Getting a Seat

Here are a few tips to bolster entry into the C-suite.

Here are a few tips to bolster entry into the C-suite:

Learning is not a dumping ground. First, raise hiring standards for the learning function to include a requirement that people have sufficient business acumen, or for junior hires, have the capacity to quickly acquire a thorough understanding of the business. Use this standard to screen out poor performers who the business units try to dump into your learning group. Professional credentials, successful work experience and functional expertise earn a rotation in the learning group — nothing less.

Accounting knows best. Meet with the finance and accounting groups and ask them where out-of-line costs are. Ask their opinions on what needs to change and who to work with to get costs in line with business plans. Then be proactive with those business units to discuss and determine if learning can help better control costs. If the answer is yes, negotiate and implement an appropriate initiative to do just that, with stakeholder backing direct from finance or, even better, the CFO.
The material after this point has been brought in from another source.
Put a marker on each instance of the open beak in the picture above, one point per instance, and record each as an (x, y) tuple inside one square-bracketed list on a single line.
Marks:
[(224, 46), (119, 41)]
Work where the money is. By observing where executive management spends its money over time, you can gain an understanding of an organization’s true priorities. Similarly, mapping learning resources to support those priorities is usually a smart way to operate.
Push organizational financial literacy. The best way to increase the financial acumen of learning staff is to develop a program to increase the financial acumen of all employees. Executive management is interested in increasing employee understanding of how the company makes money and seeing that understanding as a real impact on the capabilities of the workforce. For the learning team, driving financial literacy has the benefit of building the team’s financial acumen while building program content.

Suppress the whining. Even as you’re doing all of the above, it’s likely that getting to the table won’t happen overnight. Building a good reputation with management usually takes time. While that is happening, consistently remind learning staff that better times are coming. Whining now about unrealistic project time frames or budgets turns stakeholders off and won’t increase the speed with which you get to the table. Encourage staff to look and think ahead to spot stakeholders’ future needs and to be proactive where possible so learning has a better shot at getting realistic resources to do its job.